O.k.,
I was half expecting white smoke to come out from the roof of the capital’s
rotunda – and for some neo-fascist in red socks and golden shoes to proclaim: HABEMUS BUDGET
ET DEBT CEILING!!! Apparently the Repubes still haven’t learned how to
put on a good (i.e., medieval) show. They got nothing on those child molesting
bishops in Rome. Who’s a terrorist?
If
you watched the budget and debt ceiling vote last night you got a little taste of our tea-party
future; the stenographer completely lost it and she started ranting about the devil, Free
Masons, mocking God… more detail including a video (who needs a stenographer in the 21st century?) is available here. Of course, leave it to Far Out Xenophobics
(that would be FOX news) and Tea Drinkers to
distort reality and suggest this was an infringement of religious liberty (hard
to believe, so here’s more of their nonsense). Yes, bow down and submit to the ranting of an insane person.

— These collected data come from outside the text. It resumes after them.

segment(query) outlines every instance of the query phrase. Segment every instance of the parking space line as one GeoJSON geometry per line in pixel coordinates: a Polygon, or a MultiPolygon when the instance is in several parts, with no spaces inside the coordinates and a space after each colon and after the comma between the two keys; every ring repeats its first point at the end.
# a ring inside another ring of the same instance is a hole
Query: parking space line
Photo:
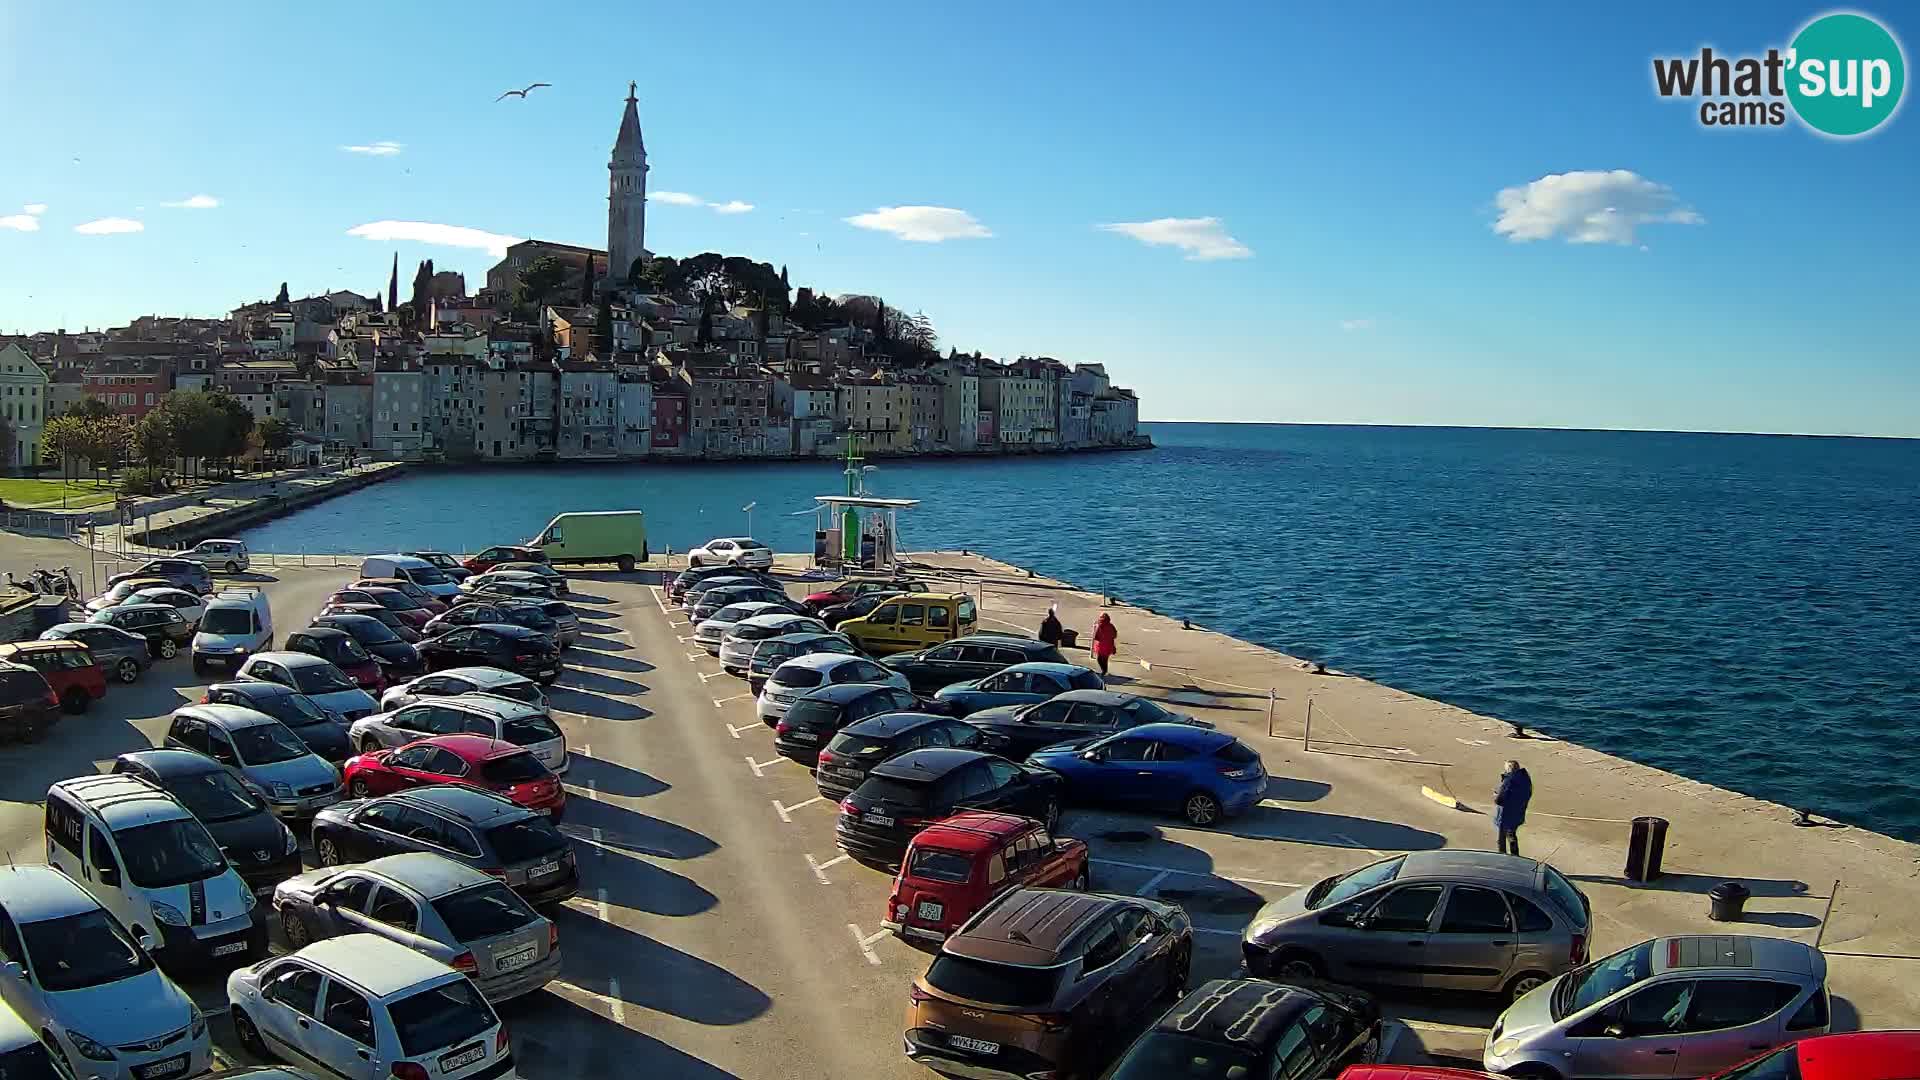
{"type": "Polygon", "coordinates": [[[743,694],[735,694],[732,697],[717,697],[713,699],[713,707],[718,709],[729,701],[739,701],[743,697],[752,697],[752,696],[753,696],[752,694],[743,693],[743,694]]]}
{"type": "Polygon", "coordinates": [[[600,921],[607,921],[607,890],[599,889],[594,893],[594,902],[599,907],[600,921]]]}
{"type": "Polygon", "coordinates": [[[736,739],[740,737],[740,733],[743,731],[765,731],[765,730],[767,730],[767,725],[765,724],[747,724],[744,727],[734,727],[732,724],[727,725],[727,734],[733,736],[736,739]]]}
{"type": "Polygon", "coordinates": [[[1380,1038],[1380,1052],[1374,1055],[1374,1060],[1392,1061],[1393,1048],[1399,1044],[1400,1033],[1407,1030],[1407,1027],[1398,1020],[1389,1020],[1380,1026],[1386,1029],[1386,1034],[1380,1038]]]}
{"type": "MultiPolygon", "coordinates": [[[[684,641],[685,639],[683,638],[683,639],[681,639],[681,640],[683,640],[683,641],[684,641]]],[[[698,661],[698,660],[704,660],[704,659],[706,659],[706,656],[707,656],[707,654],[706,654],[706,653],[703,653],[703,652],[690,652],[690,653],[688,653],[688,654],[687,654],[687,659],[688,659],[688,660],[695,660],[695,661],[698,661]]]]}
{"type": "Polygon", "coordinates": [[[582,756],[582,757],[592,757],[592,756],[593,756],[593,744],[592,744],[592,743],[581,743],[581,744],[580,744],[580,756],[582,756]]]}
{"type": "Polygon", "coordinates": [[[1348,836],[1346,833],[1328,833],[1327,835],[1333,837],[1335,840],[1344,841],[1348,847],[1359,848],[1361,851],[1372,852],[1373,857],[1376,859],[1384,859],[1387,857],[1386,852],[1374,851],[1372,848],[1366,846],[1365,844],[1362,844],[1358,840],[1355,840],[1353,837],[1348,836]]]}
{"type": "Polygon", "coordinates": [[[809,852],[807,854],[807,866],[810,869],[812,869],[813,876],[820,879],[820,884],[831,885],[833,884],[833,882],[827,880],[827,867],[838,866],[841,863],[846,862],[848,859],[851,859],[851,858],[853,858],[853,856],[848,855],[846,852],[843,851],[839,855],[831,859],[828,859],[826,862],[816,862],[814,860],[813,854],[809,852]]]}
{"type": "Polygon", "coordinates": [[[774,758],[772,761],[755,761],[752,758],[748,758],[747,768],[752,769],[753,775],[755,776],[765,776],[767,774],[763,770],[765,770],[767,766],[778,765],[786,760],[787,759],[783,757],[774,758]]]}
{"type": "Polygon", "coordinates": [[[667,597],[666,594],[660,590],[660,586],[649,585],[647,586],[647,591],[653,594],[653,602],[660,605],[660,614],[672,618],[673,616],[667,614],[667,597]]]}
{"type": "Polygon", "coordinates": [[[619,976],[614,976],[607,980],[607,1004],[613,1006],[613,1022],[616,1024],[625,1024],[627,1022],[627,1003],[620,999],[619,976]]]}
{"type": "Polygon", "coordinates": [[[873,943],[886,937],[887,932],[882,930],[877,934],[862,936],[860,927],[854,923],[847,924],[847,932],[853,935],[853,943],[860,947],[860,954],[867,958],[867,963],[872,964],[874,967],[879,967],[880,957],[879,954],[873,951],[873,943]]]}
{"type": "Polygon", "coordinates": [[[725,675],[725,674],[726,674],[726,672],[724,672],[724,671],[702,671],[702,672],[697,672],[697,674],[698,674],[698,675],[700,676],[700,681],[701,681],[701,682],[706,682],[706,681],[707,681],[708,679],[717,679],[717,678],[719,678],[720,676],[722,676],[722,675],[725,675]]]}
{"type": "Polygon", "coordinates": [[[826,802],[826,801],[827,801],[827,797],[826,797],[825,795],[815,795],[815,796],[814,796],[813,798],[811,798],[811,799],[807,799],[807,800],[804,800],[804,801],[802,801],[802,802],[797,802],[797,803],[794,803],[794,804],[793,804],[792,806],[783,806],[783,805],[781,805],[781,803],[780,803],[780,800],[779,800],[779,799],[774,799],[774,800],[772,800],[772,802],[773,802],[773,812],[774,812],[774,813],[776,813],[776,814],[779,814],[779,815],[780,815],[780,820],[781,820],[781,821],[784,821],[784,822],[786,822],[787,824],[789,824],[789,825],[791,825],[791,824],[793,824],[793,817],[792,817],[792,814],[793,814],[793,812],[794,812],[795,810],[798,810],[798,809],[800,809],[800,808],[801,808],[801,807],[803,807],[803,806],[812,806],[812,805],[813,805],[814,803],[817,803],[817,802],[826,802]]]}
{"type": "Polygon", "coordinates": [[[1230,934],[1234,937],[1239,937],[1245,933],[1245,931],[1242,930],[1224,930],[1216,926],[1196,926],[1192,929],[1196,934],[1230,934]]]}
{"type": "Polygon", "coordinates": [[[1155,875],[1153,875],[1152,877],[1150,877],[1150,878],[1148,878],[1148,879],[1147,879],[1147,883],[1146,883],[1145,885],[1142,885],[1142,886],[1140,886],[1140,888],[1139,888],[1139,889],[1138,889],[1137,891],[1135,891],[1135,893],[1134,893],[1134,895],[1135,895],[1135,896],[1151,896],[1151,895],[1153,895],[1153,888],[1154,888],[1154,886],[1156,886],[1156,885],[1158,885],[1158,884],[1160,884],[1161,882],[1163,882],[1163,881],[1165,881],[1165,880],[1167,880],[1167,878],[1168,878],[1168,876],[1169,876],[1169,875],[1171,875],[1172,873],[1173,873],[1173,871],[1171,871],[1171,870],[1162,870],[1162,871],[1160,871],[1159,873],[1157,873],[1157,874],[1155,874],[1155,875]]]}
{"type": "MultiPolygon", "coordinates": [[[[1271,885],[1276,889],[1297,889],[1297,881],[1264,881],[1260,878],[1236,877],[1232,874],[1216,874],[1211,870],[1178,870],[1168,866],[1155,866],[1152,863],[1125,862],[1120,859],[1090,859],[1097,866],[1124,866],[1128,870],[1147,870],[1155,874],[1180,874],[1184,877],[1217,877],[1222,881],[1237,881],[1242,885],[1271,885]]],[[[1158,881],[1158,878],[1154,879],[1158,881]]]]}
{"type": "Polygon", "coordinates": [[[1486,1028],[1468,1027],[1464,1024],[1442,1024],[1437,1020],[1406,1020],[1399,1017],[1394,1019],[1394,1023],[1410,1027],[1415,1031],[1431,1031],[1435,1035],[1472,1035],[1482,1039],[1487,1037],[1486,1028]]]}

Then again, this caucus always begins with a sing along of a Christian Hymn: “Amazing Grace.” The ironies are too many to list, but to the insane readers I suggest that they recall the benefits of separation between Church and State. Conservatives? My
ass. These people are radical reactionary goons. Can't you imagine Sunday
School with them and their rattle snakes, their cool-aid (because you can’t have wine in
the communion cup anywhere West of 90310), writhing about on the ground and ranting (or as they call it, "talkin' in ta-uhn-gues"). If not, just watch C-Span: it's how holy-rollers perform congress (and other nasties).
And
speaking of things that should be exterminated: If only there were something
that could truly rid the world of their existence. We had some ants this
morning in the bathroom near our bedroom. That’s right: the ants are back
and they were crawling out of the wall near the shower – and then wandering
about on the floor. I sprayed, wiped, etc., and then sprayed and left
them as I didn’t want to wipe up the spray – so that more wouldn't come out of
the wall area. Who knows, they might come out again? It's a sign of things to come. I won’t exaggerate: there were
maybe 50 ants total. Not the biggest swarm in the world, not the flying
ants… But please, someone call Damon the Ant Exorcist!